RUTENG, PIJARFLORES – Kepolisian Resor (Polres) Manggarai membantah tegas tudingan adanya tebang pilih dalam penanganan kasus penimbunan Bahan Bakar Minyak (BBM) yang menjerat pengusaha dan kontraktor berinisial WJ. WJ diduga terlibat dalam penimbunan 3 ton BBM ilegal.

Hal tersebut disampaikan oleh Wakapolres Manggarai, Kompol Mei Charles Sitepu, saat menerima audiensi dari Perhimpunan Mahasiswa Katolik Republik Indonesia (PMKRI) Ruteng dalam sebuah aksi demonstrasi pada Jumat (28/11/2025).

Kompol Charles menegaskan tidak ada indikasi diskriminasi dalam penanganan kasus tersebut dan memastikan bahwa proses hukum terhadap WJ terus berlanjut.

“Proses hukum terhadap WJ tetap berlanjut. Tidak benar jika dikatakan kami tidak memproses. Kalau kami tidak proses, barulah itu bisa disebut ‘masuk angin’,” ujar Kompol Charles.

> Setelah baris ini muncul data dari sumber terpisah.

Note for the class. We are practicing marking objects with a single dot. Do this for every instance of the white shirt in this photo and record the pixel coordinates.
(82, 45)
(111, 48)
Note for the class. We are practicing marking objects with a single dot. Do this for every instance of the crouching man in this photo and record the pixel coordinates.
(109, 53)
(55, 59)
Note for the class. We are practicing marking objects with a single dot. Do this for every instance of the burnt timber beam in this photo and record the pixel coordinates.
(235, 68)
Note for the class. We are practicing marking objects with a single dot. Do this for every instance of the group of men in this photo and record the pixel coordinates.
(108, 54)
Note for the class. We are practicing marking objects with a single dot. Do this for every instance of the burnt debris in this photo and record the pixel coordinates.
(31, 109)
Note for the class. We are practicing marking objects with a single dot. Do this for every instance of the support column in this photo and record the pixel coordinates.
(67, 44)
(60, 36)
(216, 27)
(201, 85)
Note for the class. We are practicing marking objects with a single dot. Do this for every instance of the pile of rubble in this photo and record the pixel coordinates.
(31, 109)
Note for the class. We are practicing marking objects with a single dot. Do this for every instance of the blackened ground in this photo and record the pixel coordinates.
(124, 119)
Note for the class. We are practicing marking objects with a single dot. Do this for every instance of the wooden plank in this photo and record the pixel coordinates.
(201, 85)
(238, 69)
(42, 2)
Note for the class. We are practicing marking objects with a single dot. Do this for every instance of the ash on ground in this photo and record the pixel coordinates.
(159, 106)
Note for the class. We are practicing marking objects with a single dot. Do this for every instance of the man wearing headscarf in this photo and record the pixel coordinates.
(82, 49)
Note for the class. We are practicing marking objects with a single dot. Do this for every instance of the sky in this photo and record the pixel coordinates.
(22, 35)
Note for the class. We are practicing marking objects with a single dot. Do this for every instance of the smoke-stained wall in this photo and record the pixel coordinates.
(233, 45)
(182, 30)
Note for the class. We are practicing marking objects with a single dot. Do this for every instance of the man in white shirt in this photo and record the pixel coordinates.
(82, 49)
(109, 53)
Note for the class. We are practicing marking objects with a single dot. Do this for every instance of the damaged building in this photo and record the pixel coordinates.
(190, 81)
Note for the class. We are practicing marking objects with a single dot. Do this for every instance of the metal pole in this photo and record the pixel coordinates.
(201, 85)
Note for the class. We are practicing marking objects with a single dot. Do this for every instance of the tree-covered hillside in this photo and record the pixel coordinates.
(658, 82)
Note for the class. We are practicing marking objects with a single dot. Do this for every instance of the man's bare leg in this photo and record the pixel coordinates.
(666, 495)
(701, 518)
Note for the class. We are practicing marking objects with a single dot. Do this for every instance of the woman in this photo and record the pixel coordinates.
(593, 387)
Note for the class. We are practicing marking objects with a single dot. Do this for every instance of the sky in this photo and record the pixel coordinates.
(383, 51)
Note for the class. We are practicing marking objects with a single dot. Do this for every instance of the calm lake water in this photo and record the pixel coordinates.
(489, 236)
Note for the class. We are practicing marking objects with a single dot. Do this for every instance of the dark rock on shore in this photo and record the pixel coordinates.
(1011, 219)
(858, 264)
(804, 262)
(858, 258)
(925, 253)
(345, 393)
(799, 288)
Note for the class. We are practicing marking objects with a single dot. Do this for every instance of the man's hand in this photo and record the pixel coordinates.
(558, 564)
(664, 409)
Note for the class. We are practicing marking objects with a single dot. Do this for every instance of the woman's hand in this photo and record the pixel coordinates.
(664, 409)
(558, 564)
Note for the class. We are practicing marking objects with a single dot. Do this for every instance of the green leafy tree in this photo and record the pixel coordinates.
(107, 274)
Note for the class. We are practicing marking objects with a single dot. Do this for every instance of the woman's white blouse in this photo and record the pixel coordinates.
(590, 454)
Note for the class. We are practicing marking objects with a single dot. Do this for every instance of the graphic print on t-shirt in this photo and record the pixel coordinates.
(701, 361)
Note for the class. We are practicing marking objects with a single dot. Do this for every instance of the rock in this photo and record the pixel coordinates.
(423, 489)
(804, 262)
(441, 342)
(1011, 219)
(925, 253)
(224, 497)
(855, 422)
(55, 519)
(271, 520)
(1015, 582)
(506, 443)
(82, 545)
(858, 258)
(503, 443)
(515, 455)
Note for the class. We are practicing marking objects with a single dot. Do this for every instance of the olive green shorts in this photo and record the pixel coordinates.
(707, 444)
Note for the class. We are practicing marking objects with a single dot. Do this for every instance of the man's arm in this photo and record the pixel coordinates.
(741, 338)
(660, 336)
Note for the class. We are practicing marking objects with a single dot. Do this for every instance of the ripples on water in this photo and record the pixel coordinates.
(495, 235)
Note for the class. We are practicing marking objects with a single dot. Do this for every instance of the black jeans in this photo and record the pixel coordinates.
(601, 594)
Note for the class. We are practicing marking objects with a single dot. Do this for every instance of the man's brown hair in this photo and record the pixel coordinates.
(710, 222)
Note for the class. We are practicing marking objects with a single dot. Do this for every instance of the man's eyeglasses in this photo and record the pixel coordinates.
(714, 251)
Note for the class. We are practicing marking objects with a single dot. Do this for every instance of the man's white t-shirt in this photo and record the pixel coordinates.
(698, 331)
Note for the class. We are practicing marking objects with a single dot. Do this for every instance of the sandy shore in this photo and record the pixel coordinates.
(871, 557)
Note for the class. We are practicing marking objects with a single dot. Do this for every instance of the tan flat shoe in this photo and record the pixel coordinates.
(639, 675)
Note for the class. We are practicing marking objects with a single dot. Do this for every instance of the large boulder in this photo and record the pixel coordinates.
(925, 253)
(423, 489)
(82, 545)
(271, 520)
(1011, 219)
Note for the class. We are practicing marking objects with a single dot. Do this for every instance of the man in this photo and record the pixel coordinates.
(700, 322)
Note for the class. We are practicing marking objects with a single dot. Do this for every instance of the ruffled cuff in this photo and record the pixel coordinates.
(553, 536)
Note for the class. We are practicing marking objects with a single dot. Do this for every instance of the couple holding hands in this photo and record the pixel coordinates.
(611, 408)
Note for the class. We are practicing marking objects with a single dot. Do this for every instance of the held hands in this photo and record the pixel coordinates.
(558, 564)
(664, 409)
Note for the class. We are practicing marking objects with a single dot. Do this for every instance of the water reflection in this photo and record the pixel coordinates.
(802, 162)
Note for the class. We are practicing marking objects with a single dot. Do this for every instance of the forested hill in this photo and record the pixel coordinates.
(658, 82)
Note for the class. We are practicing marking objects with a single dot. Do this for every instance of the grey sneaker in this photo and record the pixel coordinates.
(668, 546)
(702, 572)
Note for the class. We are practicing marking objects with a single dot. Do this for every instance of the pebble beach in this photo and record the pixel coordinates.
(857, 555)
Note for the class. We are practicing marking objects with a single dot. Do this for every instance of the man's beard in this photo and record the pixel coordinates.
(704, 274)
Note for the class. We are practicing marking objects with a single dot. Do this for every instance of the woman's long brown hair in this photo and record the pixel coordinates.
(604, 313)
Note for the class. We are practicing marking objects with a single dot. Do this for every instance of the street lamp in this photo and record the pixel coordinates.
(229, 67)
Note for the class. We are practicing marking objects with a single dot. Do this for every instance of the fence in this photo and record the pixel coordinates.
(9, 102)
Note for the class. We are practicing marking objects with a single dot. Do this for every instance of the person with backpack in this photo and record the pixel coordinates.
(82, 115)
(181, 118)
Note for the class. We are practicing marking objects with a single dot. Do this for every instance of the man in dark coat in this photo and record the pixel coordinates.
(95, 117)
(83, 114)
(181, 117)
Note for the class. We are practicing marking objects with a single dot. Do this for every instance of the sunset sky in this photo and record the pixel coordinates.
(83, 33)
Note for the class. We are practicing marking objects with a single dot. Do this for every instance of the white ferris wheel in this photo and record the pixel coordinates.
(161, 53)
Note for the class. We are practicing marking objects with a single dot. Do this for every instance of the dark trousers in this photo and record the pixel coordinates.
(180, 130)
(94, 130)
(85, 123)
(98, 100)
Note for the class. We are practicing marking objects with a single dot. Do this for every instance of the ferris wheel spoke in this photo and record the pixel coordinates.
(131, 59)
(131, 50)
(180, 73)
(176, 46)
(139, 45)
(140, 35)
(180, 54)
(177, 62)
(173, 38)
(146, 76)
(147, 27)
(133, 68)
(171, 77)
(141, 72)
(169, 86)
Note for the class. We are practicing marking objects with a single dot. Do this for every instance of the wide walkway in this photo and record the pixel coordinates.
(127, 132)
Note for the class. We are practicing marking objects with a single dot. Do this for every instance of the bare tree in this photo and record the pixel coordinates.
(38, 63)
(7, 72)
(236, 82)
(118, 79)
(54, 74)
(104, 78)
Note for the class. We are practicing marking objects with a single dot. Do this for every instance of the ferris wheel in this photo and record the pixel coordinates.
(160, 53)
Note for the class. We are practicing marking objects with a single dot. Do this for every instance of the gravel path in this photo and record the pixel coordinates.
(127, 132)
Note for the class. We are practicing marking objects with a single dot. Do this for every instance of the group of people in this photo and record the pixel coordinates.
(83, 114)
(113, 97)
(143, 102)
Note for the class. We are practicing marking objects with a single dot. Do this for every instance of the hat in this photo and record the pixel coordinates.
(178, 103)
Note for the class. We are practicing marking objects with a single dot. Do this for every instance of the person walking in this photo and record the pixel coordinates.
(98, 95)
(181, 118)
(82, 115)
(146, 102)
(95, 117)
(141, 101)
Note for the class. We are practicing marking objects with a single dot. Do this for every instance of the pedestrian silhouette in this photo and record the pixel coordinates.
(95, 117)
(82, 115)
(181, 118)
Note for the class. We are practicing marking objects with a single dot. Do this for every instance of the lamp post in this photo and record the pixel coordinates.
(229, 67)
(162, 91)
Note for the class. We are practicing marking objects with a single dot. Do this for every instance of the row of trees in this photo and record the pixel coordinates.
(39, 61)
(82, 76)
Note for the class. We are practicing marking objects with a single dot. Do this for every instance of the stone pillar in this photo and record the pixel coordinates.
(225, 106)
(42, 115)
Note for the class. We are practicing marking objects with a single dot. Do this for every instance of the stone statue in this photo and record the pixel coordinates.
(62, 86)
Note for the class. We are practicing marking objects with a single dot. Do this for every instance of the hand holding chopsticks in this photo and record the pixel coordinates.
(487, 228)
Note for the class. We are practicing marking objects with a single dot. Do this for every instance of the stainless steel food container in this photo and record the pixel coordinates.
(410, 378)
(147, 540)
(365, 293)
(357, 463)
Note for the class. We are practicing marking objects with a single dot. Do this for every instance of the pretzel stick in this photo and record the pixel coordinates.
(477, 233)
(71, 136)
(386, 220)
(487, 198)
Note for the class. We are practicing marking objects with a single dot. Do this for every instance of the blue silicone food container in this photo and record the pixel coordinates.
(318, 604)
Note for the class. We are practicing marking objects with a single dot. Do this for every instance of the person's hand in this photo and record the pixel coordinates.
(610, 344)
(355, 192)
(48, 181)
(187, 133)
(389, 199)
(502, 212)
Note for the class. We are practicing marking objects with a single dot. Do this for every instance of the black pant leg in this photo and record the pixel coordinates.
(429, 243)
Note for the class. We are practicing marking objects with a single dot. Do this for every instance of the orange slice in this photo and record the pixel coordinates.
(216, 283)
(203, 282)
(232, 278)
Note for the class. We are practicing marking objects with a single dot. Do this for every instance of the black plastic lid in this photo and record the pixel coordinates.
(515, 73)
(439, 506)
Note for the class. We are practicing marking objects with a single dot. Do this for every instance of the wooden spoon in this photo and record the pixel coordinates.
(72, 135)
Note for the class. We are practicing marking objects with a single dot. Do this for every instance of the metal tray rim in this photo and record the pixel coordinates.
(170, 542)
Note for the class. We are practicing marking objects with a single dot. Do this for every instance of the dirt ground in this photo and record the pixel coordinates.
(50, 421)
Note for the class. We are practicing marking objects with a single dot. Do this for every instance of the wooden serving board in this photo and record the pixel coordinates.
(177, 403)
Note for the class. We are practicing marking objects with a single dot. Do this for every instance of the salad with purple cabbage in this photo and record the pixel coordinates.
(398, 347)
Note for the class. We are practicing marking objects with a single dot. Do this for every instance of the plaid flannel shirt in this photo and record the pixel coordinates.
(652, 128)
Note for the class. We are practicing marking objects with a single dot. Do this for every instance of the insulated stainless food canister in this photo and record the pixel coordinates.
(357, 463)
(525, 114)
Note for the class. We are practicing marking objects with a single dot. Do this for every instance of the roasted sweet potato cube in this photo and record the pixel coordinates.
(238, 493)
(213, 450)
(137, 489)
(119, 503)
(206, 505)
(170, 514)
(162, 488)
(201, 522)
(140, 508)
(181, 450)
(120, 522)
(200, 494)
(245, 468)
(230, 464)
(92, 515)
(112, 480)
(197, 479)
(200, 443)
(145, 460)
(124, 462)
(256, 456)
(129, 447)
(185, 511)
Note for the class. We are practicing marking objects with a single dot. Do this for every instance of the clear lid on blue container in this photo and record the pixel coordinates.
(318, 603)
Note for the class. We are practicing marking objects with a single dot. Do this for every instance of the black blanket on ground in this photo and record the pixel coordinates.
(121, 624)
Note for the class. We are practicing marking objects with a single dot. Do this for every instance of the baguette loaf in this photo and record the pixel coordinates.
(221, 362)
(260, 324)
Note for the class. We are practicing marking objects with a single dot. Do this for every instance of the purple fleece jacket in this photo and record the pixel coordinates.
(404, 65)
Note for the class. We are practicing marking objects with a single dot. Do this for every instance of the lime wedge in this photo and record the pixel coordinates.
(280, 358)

Ia menjelaskan bahwa perbedaan waktu penetapan tersangka antara WJ dan para sopir tangki BBM murni disebabkan oleh teknis dan prosedur hukum yang didasarkan pada laporan polisi (LP) yang berbeda, bukan bentuk perlindungan.

“Terkait dengan prosedur, tidak ada tebang pilih yang miskin dan kaya. Jadi semuanya sama. Mungkin dalam mekanismenya rekan-rekan melihat ada kesan diskriminasi, ternyata tidak ada diskriminasi,” jelas Wakapolres.

Menjawab tudingan dugaan keterlibatan oknum polisi dalam praktik penimbunan tersebut, pihaknya memastikan akan menindak tegas jika ada personel yang terbukti terlibat.

“Terkait dengan oknum, kalau memang ada oknum tetap kita tindak tegas dan sampai sekarang kita masih cari tahu apakah memang ada oknum itu. Dan kalau memang ada anggota kami terlibat, ada pengaduan lewat aplikasi Propam,” tutupnya.

Pernyataan ini diharapkan dapat menjawab kekhawatiran PMKRI Ruteng dan masyarakat terkait dugaan adanya “permainan” dalam penanganan kasus BBM di Manggarai, sekaligus menegaskan komitmen Polres Manggarai untuk menyelesaikan kasus ini secara transparan dan berkeadilan.